Radiologically dense breast tissue undermines the sensitivity of mammography and is itself an independent risk factor for breast cancer. Recently, many states began requiring that women be informed of their breast density and adjunct screening measures, such as ultrasound. But estimates of the sensitivity of ultrasound have ranged from about 1.9 to 4.2 cancers for every 1,000 screens, said the researchers. This variance, combined with costs and concerns about false-positive recalls, have fueled debates about the value of adjunct measures in breast cancer screening, they added. To help clarify these issues, the multicenter ASTOUND (Adjunct Screening With Tomosynthesis or Ultrasound in Women With Mammography-Negative Dense Breasts) study compared physician-performed ultrasound and tomosynthesis results for 3,231 asymptomatic women aged 44 to 71 years, whose median age was 51 years (J Clin Oncol. 2016 Mar 9. doi: 10.1200/JCO.2015.63.4147).
In all, the researchers detected 24 additional breast cancers, 23 of which were invasive. Thus, ultrasound detected about 7.1 additional cancers for every 1,000 screens (95% confidence interval, 4.2-10), compared with 4.0 additional cancers per 1,000 screens for tomosynthesis (95% CI, 1.8-6.2; P = .006). Only one cancer was detected by tomosynthesis alone. The rate of false-positive recalls was similar for the two modalities – 53 cases for tomosynthesis, versus 63 for ultrasound (P = .26). Rates of false-positive recalls leading to biopsy also were similar. Needle biopsies usually sufficed in recalled cases, but two women underwent surgical biopsies, both of which revealed radial scars.
If the final results of ASTOUND confirm these interim data, “it could be argued that breast tomosynthesis has little value in a setting where adjunct ultrasound is frequently used for screening women with mammography-dense breasts,” said the researchers.

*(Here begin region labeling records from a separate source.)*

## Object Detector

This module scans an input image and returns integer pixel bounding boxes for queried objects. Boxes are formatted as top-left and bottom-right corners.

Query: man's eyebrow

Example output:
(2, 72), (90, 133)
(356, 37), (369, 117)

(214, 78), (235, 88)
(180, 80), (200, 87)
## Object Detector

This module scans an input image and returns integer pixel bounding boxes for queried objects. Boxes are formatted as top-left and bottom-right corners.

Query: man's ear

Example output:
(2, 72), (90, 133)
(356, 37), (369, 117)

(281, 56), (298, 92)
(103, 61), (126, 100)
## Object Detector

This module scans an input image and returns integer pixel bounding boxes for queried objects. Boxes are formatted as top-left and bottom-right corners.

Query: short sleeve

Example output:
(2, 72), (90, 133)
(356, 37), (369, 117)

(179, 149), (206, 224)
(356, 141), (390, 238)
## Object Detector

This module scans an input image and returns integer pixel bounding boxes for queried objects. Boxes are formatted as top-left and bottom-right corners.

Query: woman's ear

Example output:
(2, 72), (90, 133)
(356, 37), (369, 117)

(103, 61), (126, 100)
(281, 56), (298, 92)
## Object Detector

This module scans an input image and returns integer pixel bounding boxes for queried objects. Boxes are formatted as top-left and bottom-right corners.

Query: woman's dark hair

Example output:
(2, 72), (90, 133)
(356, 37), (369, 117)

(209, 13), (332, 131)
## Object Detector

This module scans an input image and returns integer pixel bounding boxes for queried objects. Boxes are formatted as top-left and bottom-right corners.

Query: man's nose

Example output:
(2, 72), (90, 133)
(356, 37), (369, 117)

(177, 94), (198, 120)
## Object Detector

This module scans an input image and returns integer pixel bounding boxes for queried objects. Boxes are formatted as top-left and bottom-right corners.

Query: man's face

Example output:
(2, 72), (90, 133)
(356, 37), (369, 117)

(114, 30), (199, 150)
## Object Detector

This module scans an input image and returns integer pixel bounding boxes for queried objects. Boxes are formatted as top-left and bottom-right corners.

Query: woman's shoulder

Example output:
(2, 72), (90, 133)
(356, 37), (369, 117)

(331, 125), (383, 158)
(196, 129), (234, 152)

But tomosynthesis may have a role as a primary screening modality in other setting, especially because tomosynthesis acquisitions that also provide reconstructed 2D mammography are now available, lessening concerns about unjustified radiation exposure, they added.
The “modest” number of cancers in the interim report led to relatively wide confidence intervals, the investigators noted. Biomarker data were not available for all cancers, and both prevalent and incident ultrasound data were compared with prevalent tomosynthesis data, which might bias false-positive recall results in favor of ultrasound, they added.
FROM JOURNAL OF CLINICAL ONCOLOGY
Key clinical point: Ultrasound outperformed tomosynthesis for the incremental detection of breast cancer in women with negative mammograms and radiologically dense breast tissue.
Major finding: Ultrasound detected about 7.1 additional cancers for every 1,000 screens (95% confidence interval, 4.2-10), compared with 4.0 additional cancers per 1,000 tomosynthesis screens (95% CI, 1.8-6.2; P = .006).
Data source: A multicenter, prospective trial comparing the two modalities in 3,231 women.
Disclosures: The University of Genoa sponsors the ASTOUND study. Dr. Tagliafico disclosed honoraria from Esaote-Philips, patents, royalties, or other intellectual property from Springer, and travel, accommodations, and expense support from Hologic and Technologic. Four coinvestigators reported financial relationships with several device and pharmaceutical companies. The senior author and the other seven coinvestigators had no disclosures.